Rokan Hulu, intelmedia.co.id – Ada pemandangan berbeda di lapangan upacara Lembaga Pemasyarakatan (Lapas) Kelas IIB Pasir Pangarayan pada Senin (22/12/2025) pagi. Dalam rangka memperingati Hari Ibu ke-97, barisan petugas upacara sepenuhnya diisi oleh srikandi-srikandi pemasyarakatan.
Langkah ini diambil sebagai bentuk penghormatan nyata terhadap peran dan kontribusi besar perempuan dalam mendukung tugas-tugas di lingkungan kementerian hukum dan HAM. Bertindak sebagai Inspektur Upacara adalah Kepala Urusan Kepegawaian dan Keuangan Lapas Pasir Pangarayan, Meylli Olivia.
Upacara diikuti dengan khidmat oleh jajaran pejabat struktural, staf, regu pengamanan, peserta magang nasional, hingga para warga binaan.
Membacakan amanat Menteri Pemberdayaan Perempuan dan Perlindungan Anak RI, Meylli Olivia menegaskan bahwa Peringatan Hari Ibu merupakan pengingat atas perjuangan panjang perempuan Indonesia dalam menuntut kesetaraan dan hak-haknya.
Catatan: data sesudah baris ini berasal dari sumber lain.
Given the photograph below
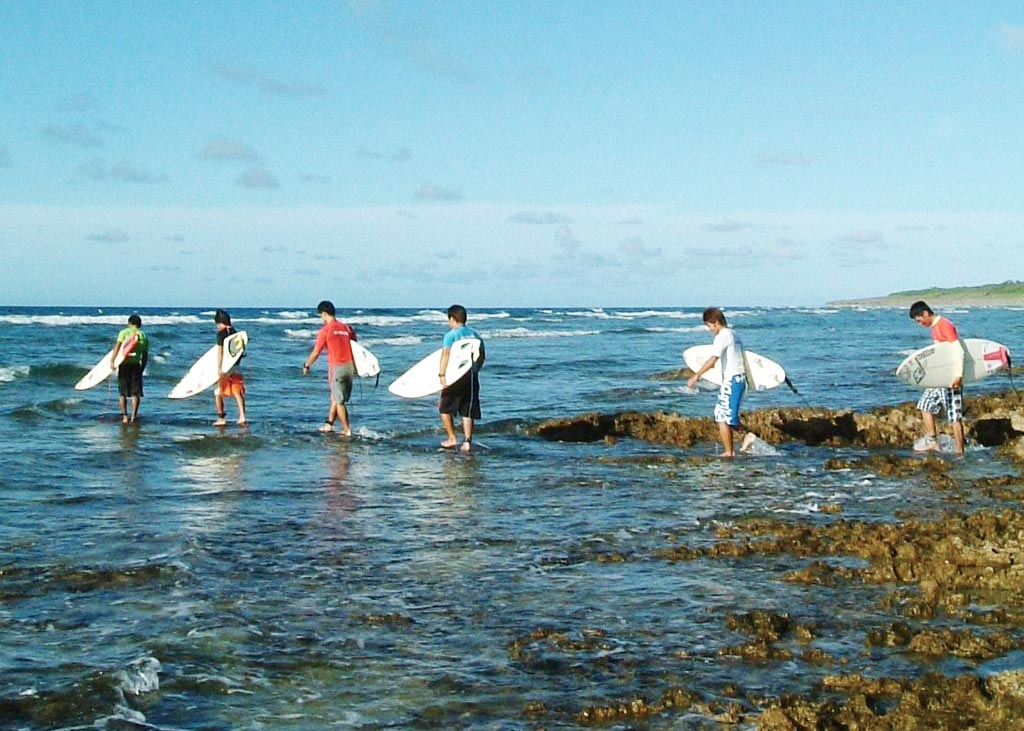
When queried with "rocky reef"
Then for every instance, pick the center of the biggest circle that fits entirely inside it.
(995, 420)
(952, 586)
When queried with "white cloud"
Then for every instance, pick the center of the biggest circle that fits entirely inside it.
(728, 226)
(430, 191)
(78, 135)
(257, 177)
(401, 155)
(540, 218)
(112, 235)
(268, 85)
(221, 148)
(636, 248)
(122, 171)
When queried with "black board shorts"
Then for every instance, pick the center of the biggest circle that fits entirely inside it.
(462, 397)
(130, 380)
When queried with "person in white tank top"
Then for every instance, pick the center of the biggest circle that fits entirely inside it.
(728, 352)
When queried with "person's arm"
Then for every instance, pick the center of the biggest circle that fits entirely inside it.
(445, 355)
(958, 366)
(310, 359)
(709, 364)
(114, 352)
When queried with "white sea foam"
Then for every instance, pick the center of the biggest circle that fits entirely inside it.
(401, 340)
(142, 676)
(8, 375)
(691, 329)
(526, 333)
(64, 320)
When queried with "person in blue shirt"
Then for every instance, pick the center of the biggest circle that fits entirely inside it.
(463, 396)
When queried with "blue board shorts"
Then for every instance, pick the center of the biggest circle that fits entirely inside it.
(729, 396)
(340, 378)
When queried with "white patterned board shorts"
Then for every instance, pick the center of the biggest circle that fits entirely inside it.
(934, 400)
(729, 396)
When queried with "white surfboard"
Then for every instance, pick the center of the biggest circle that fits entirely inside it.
(935, 366)
(762, 373)
(204, 373)
(422, 380)
(367, 364)
(102, 371)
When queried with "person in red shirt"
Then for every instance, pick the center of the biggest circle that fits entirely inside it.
(337, 338)
(934, 399)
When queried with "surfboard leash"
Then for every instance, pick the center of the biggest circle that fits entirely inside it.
(794, 389)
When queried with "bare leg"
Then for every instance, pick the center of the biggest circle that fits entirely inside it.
(240, 398)
(342, 413)
(218, 402)
(448, 421)
(725, 432)
(930, 430)
(958, 435)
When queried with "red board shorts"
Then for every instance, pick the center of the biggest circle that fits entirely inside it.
(231, 384)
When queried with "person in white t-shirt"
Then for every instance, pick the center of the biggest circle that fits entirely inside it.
(728, 352)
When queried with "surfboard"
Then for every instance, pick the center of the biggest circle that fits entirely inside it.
(762, 373)
(935, 364)
(204, 373)
(102, 371)
(367, 364)
(421, 380)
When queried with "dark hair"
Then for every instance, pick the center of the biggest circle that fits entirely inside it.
(458, 312)
(714, 314)
(919, 308)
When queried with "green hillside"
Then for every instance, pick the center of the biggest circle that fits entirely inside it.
(1007, 294)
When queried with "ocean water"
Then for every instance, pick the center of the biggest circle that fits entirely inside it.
(174, 575)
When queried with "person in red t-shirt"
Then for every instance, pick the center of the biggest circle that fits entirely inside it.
(933, 399)
(337, 338)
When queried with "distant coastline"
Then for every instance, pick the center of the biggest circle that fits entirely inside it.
(1008, 294)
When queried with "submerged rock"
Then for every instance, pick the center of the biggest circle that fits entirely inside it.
(991, 421)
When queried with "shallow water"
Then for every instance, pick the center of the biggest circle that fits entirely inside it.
(186, 577)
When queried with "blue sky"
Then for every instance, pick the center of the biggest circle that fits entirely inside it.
(507, 154)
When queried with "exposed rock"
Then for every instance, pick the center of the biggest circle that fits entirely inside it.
(991, 420)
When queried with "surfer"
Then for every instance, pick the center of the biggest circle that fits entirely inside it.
(729, 350)
(130, 371)
(463, 396)
(230, 383)
(337, 338)
(934, 399)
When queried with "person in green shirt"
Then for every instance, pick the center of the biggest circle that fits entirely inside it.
(130, 370)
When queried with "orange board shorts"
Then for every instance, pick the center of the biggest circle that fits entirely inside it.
(231, 384)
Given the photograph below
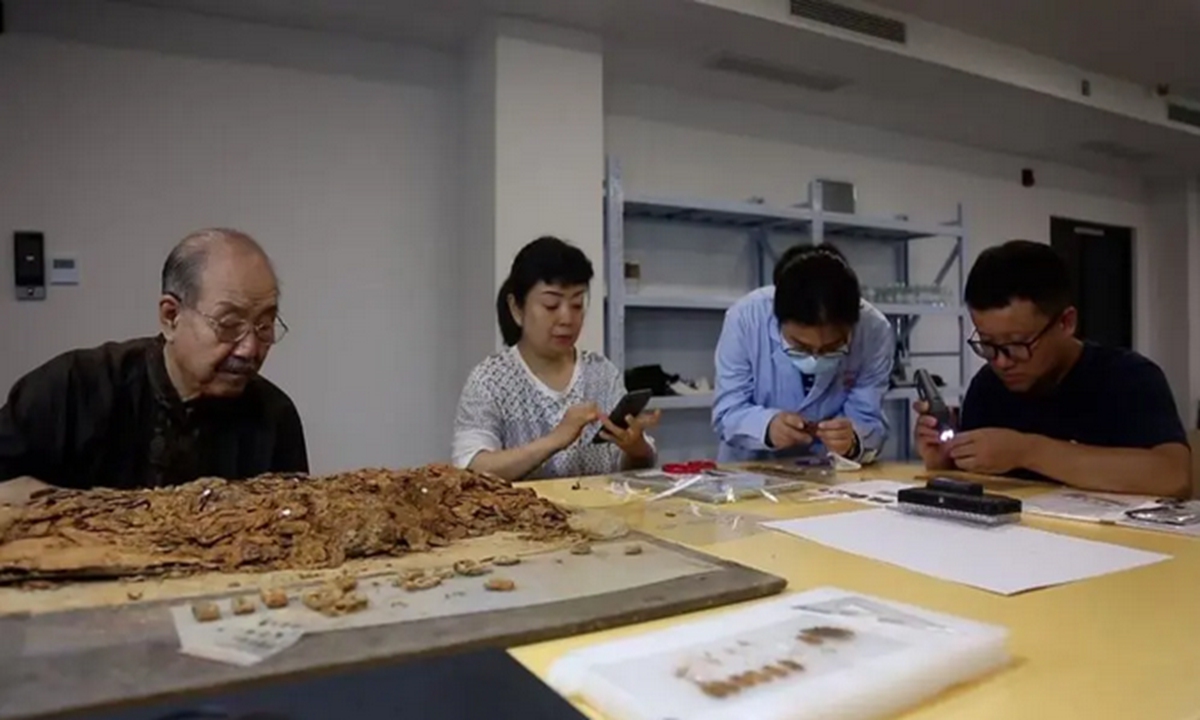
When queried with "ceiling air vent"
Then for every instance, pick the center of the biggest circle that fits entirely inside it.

“Perempuan Indonesia telah, sedang, dan akan terus menjadi agen perubahan dalam berbagai sektor kehidupan. Peringatan ini adalah momentum penghargaan atas peran strategis mereka dalam pembangunan bangsa,” ujar Meylli menyampaikan amanat menteri.
Dengan tema “Perempuan Berdaya dan Berkarya, Menuju Indonesia Emas 2045”, peringatan tahun ini menegaskan posisi perempuan sebagai motor utama perubahan, penggerak ekonomi keluarga, sekaligus pilar keberlanjutan bangsa.
Suasana haru dan penuh kebersamaan semakin terasa di akhir upacara. Sebagai bentuk apresiasi langsung, Inspektur Upacara menyerahkan cokelat kepada seluruh petugas dan peserta upacara perempuan. Aksi sederhana ini menjadi simbol kasih sayang dan pengakuan atas dedikasi mereka yang tetap tangguh bekerja di lingkungan pemasyarakatan yang penuh tantangan.
Kesuksesan upacara yang berjalan tertib dan lancar ini tak lepas dari persiapan matang melalui gladi resik yang dilakukan sebelumnya oleh para petugas perempuan.
Melalui peringatan Hari Ibu ke-97 ini, keluarga besar Lapas Pasir Pangarayan berharap nilai-nilai pengabdian dan semangat kebangsaan para pejuang perempuan dapat terus diteladani oleh seluruh jajaran petugas maupun warga binaan dalam kehidupan sehari-hari.